Were you measuring a yellow wire with a green stripe? Looking at this diagram, your scope reading makes sense
http://www.justanswer.com/ford/5l25v-ford-festiva-gl-93-ford-festiva-1-3-no.html
As you can see the Y/GN wire runs between the coil and the ignition module. Exactly where you would tie in an aftermarket tachometer. The tach usually will trigger on a rising/falling edge or a zero-cross. The dip in signal is probably the coil being charged and the spike and rise in signal is the inductive flyback from the coil. Try probing the SPOUT wire (Black w/ Orange stripe) going from the ignition module to the PCM. The SPOUT (spark output) has to do with spark advance/duration and might yield some useful signal. (Like a consistent rising or falling edge that can be correlated to a timing event.)

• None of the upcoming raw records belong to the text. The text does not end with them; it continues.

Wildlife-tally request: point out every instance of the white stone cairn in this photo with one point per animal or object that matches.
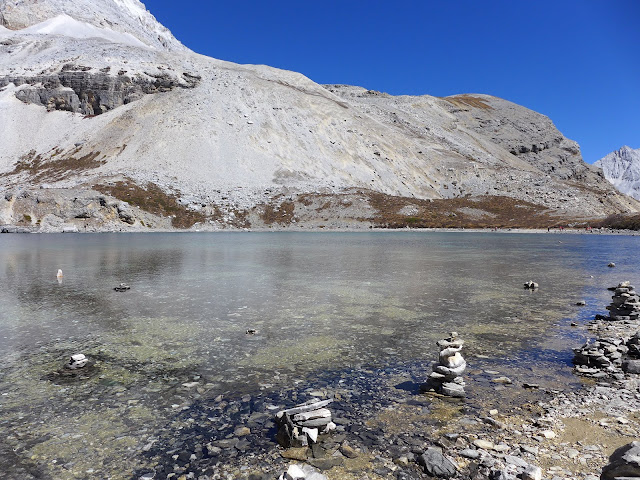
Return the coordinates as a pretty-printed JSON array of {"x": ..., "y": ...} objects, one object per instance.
[
  {"x": 301, "y": 425},
  {"x": 625, "y": 304},
  {"x": 446, "y": 377}
]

You could also take the existing signal and clamp it with a Zener diode and use an opto-coupler to isolate it from the microcontroller.
Far-seeker:
To raise the voltage you could use a level shifting circuit, which really only needs one transistor
Do you have an example of such circuit? I've never built one before.
Digger:
Were you measuring a yellow wire with a green stripe? Looking at this diagram, your scope reading makes sense.
You could also take the existing signal and clamp it with a Zener diode and use an opto-coupler to isolate it from the microcontroller.
Yes, I was measuring the Y/GN wire. I don't have access to the 'scope anymore to check the SPOUT wire.
I can't quite visualize the circuit you're talking about. Why a Zener diode? Wouldn't a flyback diode work better?
I only suggested the Zener as a means of keeping the voltage under 5 volts, but really you just need to protect the micro's input pins which need to be kept between 0 - 5VDC by whatever means are easiest and robust. Good luck!